Worker says ADM ignored her assault report, then fired her in retaliation

She reported the shove the same day. The filing says no one from HR followed up

Worker says ADM ignored her assault report, then fired her in retaliation

A 24-year veteran of Archer Daniels Midland says the agribusiness ignored a workplace shove, then pushed her out, then sabotaged her shot at a fresh start. 

Reyna Medina spent more than two decades climbing the ranks at ADM before her August 2021 promotion to Quality Food Safety Manager at the company's Lubbock, Texas plant. According to a lawsuit filed April 27, 2026 in the U.S. District Court for the Northern District of Texas (Medina v. Archer Daniels Midland Co., No. 5:26-cv-00091), the promotion is also when her professional life began to unravel. 

The promotion left her as the only woman among six male managers at the plant, the filing states, and coincided with the arrival of a new plant manager. Medina alleges that during management meetings he stared at her chest rather than her eyes, while male peers spoke over her so consistently that she began raising her hand just to be heard. 

The disparate treatment, she says, extended to the basics of daily work. Male colleagues could call in at-will or shut down their departments without issue, the filing states, while she was required to submit formal PTO requests and was admonished for trying to swap a national holiday for an equivalent day off. She says she routinely worked ten- to twelve-hour days, weekends, and even vacations without additional pay. 

When Medina raised concerns in a January 2022 management meeting, the lawsuit says the plant manager later pulled her aside privately and told her, "Don't do that." Months later, after she was blamed in front of senior leadership for a canola oil quality issue, her direct supervisor allegedly acknowledged what was happening, telling her, "I think you've been set up as the scapegoat." 

Medina says she escalated the matter to a Food Safety Manager at headquarters at least ten times. On one call, the lawsuit alleges, a senior woman in the quality organization advised her to "buckle up" because "it's a man's world." 

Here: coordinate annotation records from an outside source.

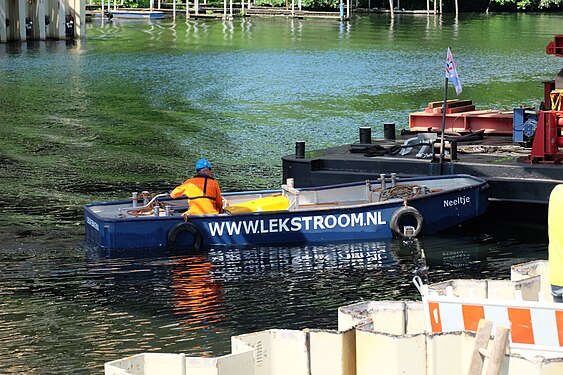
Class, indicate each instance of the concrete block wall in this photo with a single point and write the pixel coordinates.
(375, 337)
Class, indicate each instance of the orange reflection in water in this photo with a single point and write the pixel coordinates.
(197, 295)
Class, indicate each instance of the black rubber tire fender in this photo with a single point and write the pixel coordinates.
(402, 212)
(185, 226)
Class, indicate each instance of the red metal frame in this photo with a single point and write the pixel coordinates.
(548, 138)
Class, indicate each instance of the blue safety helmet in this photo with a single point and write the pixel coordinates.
(202, 163)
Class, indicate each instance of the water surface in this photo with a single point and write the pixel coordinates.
(133, 106)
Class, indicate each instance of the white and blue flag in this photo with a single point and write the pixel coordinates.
(451, 72)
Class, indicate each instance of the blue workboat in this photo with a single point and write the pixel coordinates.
(365, 210)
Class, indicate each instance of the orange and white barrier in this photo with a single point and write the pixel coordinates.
(533, 325)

Then came what may be the most arresting allegation for HR readers. On December 20, 2023, Medina says a male coworker shoved her aggressively from the side while she reviewed log sheets in the flour department. She reported it the same day. According to the filing, no one from HR or leadership ever followed up, and the coworker remains employed at ADM. 

What followed, the lawsuit says, looked a lot like retaliation. In January 2024, ADM reassigned Medina to report directly to the very plant manager she had complained about. A favorable performance review and salary bump arrived in March. Weeks later, she was placed on a Colleague Improvement Plan with no prior notice and no documented performance issues. She was terminated on July 19, 2024. 

The lawsuit adds an unusual third count: tortious interference. Medina says a Buffalo Springs Lake manager was on the verge of hiring her in September 2025 — texting that he looked forward to speaking again — until he called her former plant manager for a reference. Communication, she says, went cold. 

The allegations have not been tested in court. ADM has not yet filed a response, and no ruling has been issued.